Need to support mixed memory mappings with HMM

Thu Mar 25 16:10:47 UTC 2021

Am 25.03.21 um 17:03 schrieb Felix Kuehling:
> Hi,
>
> This is a long one with a proposal for a pretty significant redesign of
> how we handle migrations and VRAM management with HMM. This is based on
> my own debugging and reading of the migrate_vma helpers, as well as
> Alex's problems with migrations on A+A. I hope we can discuss this next
> Monday after you've had some time do digest it.
>
> I did some debugging yesterday and found that migrations to VRAM can
> fail for some pages. The current migration helpers have many corner
> cases where a page cannot be migrated. Some of them may be fixable
> (adding support for THP), others are not (locked pages are skipped to
> avoid deadlocks). Therefore I think our current code is too inflexible
> when it assumes that a range is entirely in one place.
>
> Alex also ran into some funny issues with COW on A+A where some pages
> get faulted back to system memory. I think a lot of the problems here
> will get easier once we support mixed mappings.
>
> Mixed GPU mappings
> ===========
>
> The idea is, to remove any assumptions that an entire svm_range is in
> one place. Instead hmm_range_fault gives us a list of pages, some of
> which are system memory and others are device_private or device_generic.
>
> We will need an amdgpu_vm interface that lets us map mixed page arrays
> where different pages use different PTE flags. We can have at least 3
> different types of pages in one mapping:
>
>   1. System memory (S-bit set)
>   2. Local memory (S-bit cleared, MTYPE for local memory)
>   3. Remote XGMI memory (S-bit cleared, MTYPE+C for remote memory)
>
> My idea is to change the amdgpu_vm_update_mapping interface to use some
> high-bit in the pages_addr array to indicate the page type. For the
> default page type (0) nothing really changes for the callers. The
> "flags" parameter needs to become a pointer to an array that gets
> indexed by the high bits from the pages_addr array. For existing callers
> it's as easy as changing flags to &flags (array of size 1). For HMM we
> would pass a pointer to a real array.

Yeah, I've thought about stuff like that as well for a while.

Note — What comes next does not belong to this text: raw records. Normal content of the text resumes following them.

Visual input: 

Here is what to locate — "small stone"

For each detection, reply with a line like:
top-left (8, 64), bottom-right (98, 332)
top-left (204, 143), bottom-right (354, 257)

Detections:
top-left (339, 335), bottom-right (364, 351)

Problem is that this won't work that easily. We assume at many places 
that the flags doesn't change for the range in question.

We would somehow need to change that to get the flags directly from the 
low bits of the DMA address or something instead.

Christian.

>
> Once this is done, it leads to a number of opportunities for
> simplification and better efficiency in kfd_svm:
>
>    * Support migration when cpages != npages
>    * Migrate a part of an svm_range without splitting it. No more
>      splitting of ranges in CPU page faults
>    * Migrate a part of an svm_range in GPU page fault handler. No more
>      migrating the whole range for a single page fault
>    * Simplified VRAM management (see below)
>
> With that, svm_range will no longer have an "actual_loc" field. If we're
> not sure where the data is, we need to call migrate. If it's already in
> the right place, then cpages will be 0 and we can skip all the steps
> after migrate_vma_setup.
>
> Simplified VRAM management
> ==============
>
> VRAM BOs are no longer associated with pranges. Instead they are
> "free-floating", allocated during migration to VRAM, with reference
> count for each page that uses the BO. Ref is released in page-release
> callback. When the ref count drops to 0, free the BO.
>
> VRAM BO size should match the migration granularity, 2MB by default.
> That way the BO can be freed when memory gets migrated out. If migration
> of some pages fails the BO may not be fully occupied. Also some pages
> may be released individually on A+A due to COW or other events.
>
> Eviction needs to migrate all the pages still using the BO. If the BO
> struct keeps an array of page pointers, that's basically the migrate.src
> for the eviction. Migration calls "try_to_unmap", which has the best
> chance of freeing the BO, even when shared by multiple processes.
>
> If we cannot guarantee eviction of pages, we cannot use TTM for VRAM
> allocations. Need to use amdgpu_vram_mgr. Need a way to detect memory
> pressure so we can start evicting memory.
>
> Regards,
>    Felix
>